Edwards’ endorsement is weighty; and divine sovereignty is indeed important; but there are enormously high costs associated with his view. This is not the place for a full-dress discussion, but, just to indicate where the discussion could go, I note two problems for Edwards’ view. First, if God is the real cause of everything, then he is also the real cause of sin; he is the real cause of every sinful action. But Christians have for the most part strenuously avoided the conclusion that God is the author of sin. God permits sin, certainly; but does he cause it? Does he cause the wickedness and the atrocities that our sad world displays? Does God cause genocide in Africa? Did he cause the Holocaust? Does he cause all the less conspicuous but nonetheless appalling sins committed by humankind? That seems impossible to square with God’s perfect goodness.

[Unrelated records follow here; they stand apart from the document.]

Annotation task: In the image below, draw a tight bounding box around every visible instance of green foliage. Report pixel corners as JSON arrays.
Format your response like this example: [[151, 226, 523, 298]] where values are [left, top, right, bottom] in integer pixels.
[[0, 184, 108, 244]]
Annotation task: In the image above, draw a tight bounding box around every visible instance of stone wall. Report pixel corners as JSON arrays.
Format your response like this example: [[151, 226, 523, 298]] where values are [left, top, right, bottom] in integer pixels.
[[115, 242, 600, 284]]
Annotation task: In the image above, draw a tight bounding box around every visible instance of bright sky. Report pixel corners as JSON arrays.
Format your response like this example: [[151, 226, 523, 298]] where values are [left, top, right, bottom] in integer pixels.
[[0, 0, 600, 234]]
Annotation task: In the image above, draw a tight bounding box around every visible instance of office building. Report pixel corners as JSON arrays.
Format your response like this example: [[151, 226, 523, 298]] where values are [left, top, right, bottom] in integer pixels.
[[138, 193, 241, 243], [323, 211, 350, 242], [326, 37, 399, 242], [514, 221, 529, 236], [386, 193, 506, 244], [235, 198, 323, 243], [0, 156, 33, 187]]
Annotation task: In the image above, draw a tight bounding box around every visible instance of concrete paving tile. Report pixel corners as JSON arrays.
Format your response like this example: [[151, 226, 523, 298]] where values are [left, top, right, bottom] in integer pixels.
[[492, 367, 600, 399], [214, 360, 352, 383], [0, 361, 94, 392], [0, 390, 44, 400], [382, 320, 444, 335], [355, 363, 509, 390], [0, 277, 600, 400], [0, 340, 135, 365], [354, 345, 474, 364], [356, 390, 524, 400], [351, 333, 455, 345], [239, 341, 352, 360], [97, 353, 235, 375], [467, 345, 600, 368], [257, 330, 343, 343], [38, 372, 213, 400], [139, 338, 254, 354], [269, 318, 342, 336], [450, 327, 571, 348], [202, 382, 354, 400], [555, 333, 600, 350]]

And second, we human beings often do what we know is wrong, and are both responsible for so doing and guilty for so doing. But if determinism is true, then on any occasion when I do what is wrong, it isn’t possible for me to refrain from doing wrong. And if it isn’t possible for me to refrain from doing wrong, then I can’t really be responsible for that wrong-doing—not in the relevant sense anyway. We do sometimes say that arterial plaque is responsible for many heart attacks, but that’s not the relevant sense of “responsibility.” The relevant sense involves being properly subject to disapprobation, moral criticism, and even punishment; no one would consider criticizing or punishing a deposit of plaque. By contrast, if I knowingly do what is wrong, I am indeed properly subject to disapproval and blame. But I am not properly blamed for doing what it was not within my power not to do. On Edwards’ view, we seem to lose any notion of human responsibility. These are costs for Edwards’ divine determinism, and they are certainly substantial.

Edwards perhaps has an initially plausible reason for accepting determinism: protecting divine sovereignty. Harris, on the other hand, seems to support determinism by little more than bland assertion and uncogent argument.

Alvin Plantinga is the John A. O’Brien Professor of Philosophy Emeritus at the University of Notre Dame and the inaugural holder of the Jellema Chair in Philosophy at Calvin College. He is the author most recently of Where the Conflict Really Lies: Science, Religion, and Naturalism (Oxford Univ. Press).

1. In the foreword to the late Dewey Hoitenga’s John Calvin and the Will (Baker Books, 1997), p. 7.